When you run a t-test with pingouin, you get a DataFrame like this:

          T    dof  alternative    p-val    CI95%       cohen-d  power
t-test  2.45  38.7    two-sided   0.019  [0.85, 9.15]    0.78   0.87

Here is what matters:

  • T = 2.45 — the test statistic
  • dof = 38.7 — degrees of freedom
  • p-val = 0.019 — below .05, so the difference is statistically significant
  • cohen-d = 0.78 — a medium-to-large effect size
  • CI95% — 95% confidence interval for the mean difference
  • power = 0.87 — the statistical power of this test

Recommended Packages

Install these research-focused packages early:

pip install pandas scipy statsmodels pingouin matplotlib seaborn
  • pandas — Data manipulation and cleaning. The DataFrame is the foundation of almost every analysis workflow in Python.
  • scipy — Core scientific library. The stats module has t-tests, ANOVA, chi-square, correlation, and non-parametric tests.
  • statsmodels — Regression, ANOVA, and time series analysis with detailed statistical output (R-squared, p-values, confidence intervals). Closer to R's output style than scipy.
  • pingouin — Built specifically for researchers. Provides clean, APA-ready output with effect sizes and confidence intervals. Excellent for t-tests, ANOVA, correlation, and reliability analysis.
  • matplotlib and seaborn — Visualization. Seaborn builds on matplotlib and creates publication-quality statistical plots with minimal code.

Tips for Beginners

  • Use Jupyter Notebooks for exploration, scripts for final analyses. Notebooks are great for figuring things out, but save your final, clean analysis as a .py script for reproducibility.
  • Learn pandas first. Before running any statistical test, you need to load, clean, and reshape your data. Pandas is the gateway to everything else.
  • Use pingouin for standard tests. Scipy is powerful but bare-bones — it gives you a t-statistic and p-value, and you calculate everything else yourself. Pingouin gives you effect sizes, confidence intervals, and power in one call.
  • Google your errors. Copy error messages into a search engine. Stack Overflow has answers to almost every Python error you will encounter.
  • Do not fight the ecosystem. If your advisor uses R, learn R. If your lab uses Python, learn Python. Both are excellent for research. See our comparison guide for help deciding.

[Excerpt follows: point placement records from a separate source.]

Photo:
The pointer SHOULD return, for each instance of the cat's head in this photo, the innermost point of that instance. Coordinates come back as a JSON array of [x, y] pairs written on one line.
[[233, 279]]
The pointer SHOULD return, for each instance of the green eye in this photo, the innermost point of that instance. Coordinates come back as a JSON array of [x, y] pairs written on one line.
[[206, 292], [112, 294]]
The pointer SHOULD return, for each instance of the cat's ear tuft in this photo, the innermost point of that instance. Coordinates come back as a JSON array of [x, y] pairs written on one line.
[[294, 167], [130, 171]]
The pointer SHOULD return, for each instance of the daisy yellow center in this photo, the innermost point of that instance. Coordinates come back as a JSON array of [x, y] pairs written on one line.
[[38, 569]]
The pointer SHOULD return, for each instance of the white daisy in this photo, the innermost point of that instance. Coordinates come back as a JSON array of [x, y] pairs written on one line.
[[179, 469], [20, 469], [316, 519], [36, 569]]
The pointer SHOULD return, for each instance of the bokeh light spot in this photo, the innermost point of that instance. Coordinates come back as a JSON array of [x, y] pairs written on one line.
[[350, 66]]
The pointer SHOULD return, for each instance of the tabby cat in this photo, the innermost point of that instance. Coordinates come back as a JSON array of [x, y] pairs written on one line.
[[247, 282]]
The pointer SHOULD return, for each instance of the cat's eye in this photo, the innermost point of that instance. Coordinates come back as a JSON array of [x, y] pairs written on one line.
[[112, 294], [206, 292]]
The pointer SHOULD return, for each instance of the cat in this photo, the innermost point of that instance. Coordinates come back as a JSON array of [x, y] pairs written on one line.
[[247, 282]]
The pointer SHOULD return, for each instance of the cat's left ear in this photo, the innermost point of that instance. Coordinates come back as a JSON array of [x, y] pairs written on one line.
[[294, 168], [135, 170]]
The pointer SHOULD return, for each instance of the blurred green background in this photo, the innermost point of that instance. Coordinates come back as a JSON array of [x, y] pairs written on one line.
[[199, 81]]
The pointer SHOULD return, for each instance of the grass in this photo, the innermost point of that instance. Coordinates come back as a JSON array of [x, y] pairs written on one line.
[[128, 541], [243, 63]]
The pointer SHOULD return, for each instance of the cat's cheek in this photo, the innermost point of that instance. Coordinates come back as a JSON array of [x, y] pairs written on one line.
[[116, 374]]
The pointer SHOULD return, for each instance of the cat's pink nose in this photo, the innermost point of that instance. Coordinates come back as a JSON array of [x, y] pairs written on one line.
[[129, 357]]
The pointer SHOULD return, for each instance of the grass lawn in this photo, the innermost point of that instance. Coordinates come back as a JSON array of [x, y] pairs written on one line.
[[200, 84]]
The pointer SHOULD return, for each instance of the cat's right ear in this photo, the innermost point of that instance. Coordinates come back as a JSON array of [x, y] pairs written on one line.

When You Need a Quick Calculation

Sometimes you need a fast effect size or power analysis result without writing code — especially during a meeting or proposal defense. The free calculators on Subthesis let you compute effect sizes, power analyses, and reliability coefficients in your browser. They pair well with Python for when you want to double-check a result or get a quick estimate.

Python has a gentler learning curve than many researchers expect. Write your first notebook, run your first t-test, and you will see why data science teams around the world have standardized on it.